Прямой вопрос требовал такой же прямоты в ответ, и Эллен, обхватив кружку ладонями, откровенно призналась:

– Я прошу вас рассказать, как вы охраняли во Фледстане леди Марианну от ратников Роджера Лончема.

Лица всех троих тут же изменились, посуровели, в глазах появилась настороженность.

– Почему тебя это интересует и откуда ты вообще знаешь о том деле? – спросил Мэтью.

– Джеффри вчера обмолвился.

– Ну, так и расспросила бы его.

– Он не успел рассказать, – слукавила Эллен. – Открылась рана, хлынула кровь, и он повалился на пол. Стало не до разговоров.

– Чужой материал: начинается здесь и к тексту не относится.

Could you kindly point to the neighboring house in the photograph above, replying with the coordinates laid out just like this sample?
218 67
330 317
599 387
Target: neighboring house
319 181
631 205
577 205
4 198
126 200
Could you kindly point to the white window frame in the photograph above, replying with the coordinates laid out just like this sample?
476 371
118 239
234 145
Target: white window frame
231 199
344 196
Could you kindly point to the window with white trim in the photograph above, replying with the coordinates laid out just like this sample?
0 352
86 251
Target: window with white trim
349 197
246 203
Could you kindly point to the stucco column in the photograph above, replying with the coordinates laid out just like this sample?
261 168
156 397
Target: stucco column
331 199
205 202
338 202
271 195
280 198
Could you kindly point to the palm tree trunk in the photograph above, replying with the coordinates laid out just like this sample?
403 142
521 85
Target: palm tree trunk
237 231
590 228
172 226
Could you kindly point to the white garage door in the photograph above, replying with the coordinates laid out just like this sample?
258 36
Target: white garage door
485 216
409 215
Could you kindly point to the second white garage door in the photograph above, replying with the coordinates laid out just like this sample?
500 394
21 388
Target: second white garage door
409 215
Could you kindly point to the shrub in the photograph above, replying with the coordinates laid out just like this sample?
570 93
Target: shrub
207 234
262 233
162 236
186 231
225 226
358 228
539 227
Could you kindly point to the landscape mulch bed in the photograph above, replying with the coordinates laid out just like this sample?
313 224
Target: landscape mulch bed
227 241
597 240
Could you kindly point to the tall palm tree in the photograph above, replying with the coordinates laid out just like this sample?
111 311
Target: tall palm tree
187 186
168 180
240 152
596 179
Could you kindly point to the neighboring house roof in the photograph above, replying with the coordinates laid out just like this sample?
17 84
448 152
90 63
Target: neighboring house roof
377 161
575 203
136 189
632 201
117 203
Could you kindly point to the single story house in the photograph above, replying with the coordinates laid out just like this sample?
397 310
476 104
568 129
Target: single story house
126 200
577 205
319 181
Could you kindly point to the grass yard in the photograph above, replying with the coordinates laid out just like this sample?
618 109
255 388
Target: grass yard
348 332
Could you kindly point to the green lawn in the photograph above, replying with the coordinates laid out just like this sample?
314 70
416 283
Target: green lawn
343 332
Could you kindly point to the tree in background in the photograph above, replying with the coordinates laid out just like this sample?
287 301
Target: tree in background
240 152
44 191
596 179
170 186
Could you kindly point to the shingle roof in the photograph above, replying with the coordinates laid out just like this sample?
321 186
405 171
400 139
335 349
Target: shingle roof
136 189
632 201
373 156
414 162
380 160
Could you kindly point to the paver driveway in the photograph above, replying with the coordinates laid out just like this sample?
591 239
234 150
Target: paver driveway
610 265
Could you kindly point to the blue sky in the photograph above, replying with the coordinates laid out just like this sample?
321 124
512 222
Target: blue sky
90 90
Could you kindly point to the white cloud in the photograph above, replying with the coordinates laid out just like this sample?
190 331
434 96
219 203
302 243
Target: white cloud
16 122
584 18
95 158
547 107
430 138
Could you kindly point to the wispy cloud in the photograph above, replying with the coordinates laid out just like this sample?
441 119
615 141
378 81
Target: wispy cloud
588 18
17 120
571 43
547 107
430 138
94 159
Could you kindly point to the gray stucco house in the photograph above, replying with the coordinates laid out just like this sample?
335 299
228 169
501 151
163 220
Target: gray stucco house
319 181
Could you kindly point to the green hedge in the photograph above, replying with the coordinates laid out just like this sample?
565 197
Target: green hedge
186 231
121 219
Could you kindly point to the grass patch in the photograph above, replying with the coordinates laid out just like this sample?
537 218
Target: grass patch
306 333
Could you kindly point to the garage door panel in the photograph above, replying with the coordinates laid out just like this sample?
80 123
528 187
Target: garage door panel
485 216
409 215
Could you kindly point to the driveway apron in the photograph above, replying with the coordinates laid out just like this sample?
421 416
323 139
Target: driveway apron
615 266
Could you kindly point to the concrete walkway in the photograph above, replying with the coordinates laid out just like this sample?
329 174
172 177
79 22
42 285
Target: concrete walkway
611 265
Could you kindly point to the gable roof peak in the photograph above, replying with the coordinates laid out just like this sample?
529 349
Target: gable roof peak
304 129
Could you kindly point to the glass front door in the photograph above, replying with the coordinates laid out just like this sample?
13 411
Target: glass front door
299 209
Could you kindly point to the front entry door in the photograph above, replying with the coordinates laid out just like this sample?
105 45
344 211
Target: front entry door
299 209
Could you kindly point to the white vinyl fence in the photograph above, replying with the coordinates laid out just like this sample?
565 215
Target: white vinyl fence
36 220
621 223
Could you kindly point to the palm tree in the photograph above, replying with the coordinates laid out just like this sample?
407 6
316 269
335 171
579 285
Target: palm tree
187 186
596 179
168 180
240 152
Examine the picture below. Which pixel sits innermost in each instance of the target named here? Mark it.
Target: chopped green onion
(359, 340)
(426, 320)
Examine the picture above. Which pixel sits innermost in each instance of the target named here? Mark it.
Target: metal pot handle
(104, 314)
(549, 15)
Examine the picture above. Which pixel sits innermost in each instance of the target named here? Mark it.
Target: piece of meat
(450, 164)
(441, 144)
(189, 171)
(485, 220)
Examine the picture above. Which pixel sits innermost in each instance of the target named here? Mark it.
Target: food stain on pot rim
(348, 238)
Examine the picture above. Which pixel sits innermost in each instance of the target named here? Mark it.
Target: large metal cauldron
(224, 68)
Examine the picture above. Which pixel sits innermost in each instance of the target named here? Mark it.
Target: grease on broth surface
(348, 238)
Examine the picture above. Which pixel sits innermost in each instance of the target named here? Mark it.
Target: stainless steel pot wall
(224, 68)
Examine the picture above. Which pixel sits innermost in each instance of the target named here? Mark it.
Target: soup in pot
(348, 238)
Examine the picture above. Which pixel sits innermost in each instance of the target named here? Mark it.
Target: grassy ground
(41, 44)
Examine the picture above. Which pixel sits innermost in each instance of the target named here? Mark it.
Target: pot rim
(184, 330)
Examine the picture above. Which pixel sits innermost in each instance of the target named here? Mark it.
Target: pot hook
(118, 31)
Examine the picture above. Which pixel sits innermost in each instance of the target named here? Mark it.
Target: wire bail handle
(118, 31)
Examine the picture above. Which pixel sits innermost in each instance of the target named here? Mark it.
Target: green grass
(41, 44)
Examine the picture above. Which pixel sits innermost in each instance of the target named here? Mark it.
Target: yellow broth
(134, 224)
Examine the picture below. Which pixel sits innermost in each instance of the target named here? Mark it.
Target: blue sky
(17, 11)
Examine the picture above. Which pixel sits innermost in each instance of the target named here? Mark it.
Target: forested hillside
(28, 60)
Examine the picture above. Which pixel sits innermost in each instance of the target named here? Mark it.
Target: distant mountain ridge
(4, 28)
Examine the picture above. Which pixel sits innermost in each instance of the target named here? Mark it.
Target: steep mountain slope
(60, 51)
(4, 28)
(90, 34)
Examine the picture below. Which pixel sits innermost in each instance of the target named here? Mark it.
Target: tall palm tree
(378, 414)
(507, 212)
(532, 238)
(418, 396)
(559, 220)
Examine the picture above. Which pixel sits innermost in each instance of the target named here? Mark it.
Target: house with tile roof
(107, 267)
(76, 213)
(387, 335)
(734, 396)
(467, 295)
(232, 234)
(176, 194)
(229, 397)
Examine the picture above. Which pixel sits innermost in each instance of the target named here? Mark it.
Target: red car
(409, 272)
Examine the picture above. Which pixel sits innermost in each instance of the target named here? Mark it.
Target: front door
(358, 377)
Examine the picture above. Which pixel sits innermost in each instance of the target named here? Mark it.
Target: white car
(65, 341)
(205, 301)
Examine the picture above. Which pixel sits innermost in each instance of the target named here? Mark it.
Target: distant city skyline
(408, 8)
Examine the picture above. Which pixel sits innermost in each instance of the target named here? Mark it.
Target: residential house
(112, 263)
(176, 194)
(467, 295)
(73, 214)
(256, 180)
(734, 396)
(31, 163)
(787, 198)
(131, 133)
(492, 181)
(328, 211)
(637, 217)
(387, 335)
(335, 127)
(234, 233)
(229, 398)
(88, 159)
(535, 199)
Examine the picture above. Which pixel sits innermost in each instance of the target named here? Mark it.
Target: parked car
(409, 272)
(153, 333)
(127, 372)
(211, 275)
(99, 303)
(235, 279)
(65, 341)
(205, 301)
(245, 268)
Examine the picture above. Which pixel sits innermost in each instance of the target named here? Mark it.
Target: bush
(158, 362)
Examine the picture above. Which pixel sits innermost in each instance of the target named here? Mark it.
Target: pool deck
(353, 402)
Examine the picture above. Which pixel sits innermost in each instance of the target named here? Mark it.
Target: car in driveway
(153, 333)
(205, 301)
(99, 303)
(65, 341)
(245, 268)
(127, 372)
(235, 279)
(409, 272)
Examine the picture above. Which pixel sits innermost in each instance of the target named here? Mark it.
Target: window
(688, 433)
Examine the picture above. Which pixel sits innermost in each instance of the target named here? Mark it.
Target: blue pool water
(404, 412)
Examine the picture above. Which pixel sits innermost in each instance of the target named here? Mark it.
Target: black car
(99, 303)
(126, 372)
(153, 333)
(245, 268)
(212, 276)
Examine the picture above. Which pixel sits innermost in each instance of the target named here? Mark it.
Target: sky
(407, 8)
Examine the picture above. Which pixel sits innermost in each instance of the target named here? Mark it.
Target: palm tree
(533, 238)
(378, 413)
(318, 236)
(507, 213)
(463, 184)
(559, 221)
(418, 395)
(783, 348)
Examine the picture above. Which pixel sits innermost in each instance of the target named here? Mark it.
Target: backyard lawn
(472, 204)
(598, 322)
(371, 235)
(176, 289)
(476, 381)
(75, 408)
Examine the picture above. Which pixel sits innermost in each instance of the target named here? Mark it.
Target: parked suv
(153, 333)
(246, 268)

Томас пристально посмотрел на нее и усмехнулся:

– Значит, обмолвился, но не успел рассказать? Не хитри с нами, Эллен! Мы знаем нашего командира куда дольше, чем ты. Он ничего бы не стал рассказывать о том дне во Фледстане.

– Видать, вы сильно повздорили из-за нашей нечаянной встречи, – подал голос Никлас, – и ты сумела так его уязвить, что он вспылил и сказал то, о чем мы все предпочитаем молчать, даже между собой. Думаю, и рана у него открылась не просто так. Что ты ему сказала?

– Что ратники Гая Гисборна ничем не отличаются от ратников Роджера Лончема, – через силу ответила Эллен.

Они переглянулись, и Томас понимающе кивнул:

– Тогда неудивительно, что Джеффри вышел из себя. – Посмотрев на нее долгим сожалеющим взглядом, он тяжело усмехнулся: – Любезная Эллен, ты думаешь, только покойный граф Хантингтон запрещал своим людям насилие над женщинами и пресекал его, кем бы оно ни творилось? Нет, красавица, у нас были точно такие же порядки, и наводил их не сэр Гай, упокой Господь его грешную душу. Он, я думаю, посмотрел бы сквозь пальцы на подобные вещи, а вот Джеффри нет. Не страх перед сэром Гаем, в чем все были уверены, а именно Джеффри держал дружину вот в таком кулаке.

Томас крепко сжал пальцы и показал кулак Эллен как наглядное подтверждение собственных слов.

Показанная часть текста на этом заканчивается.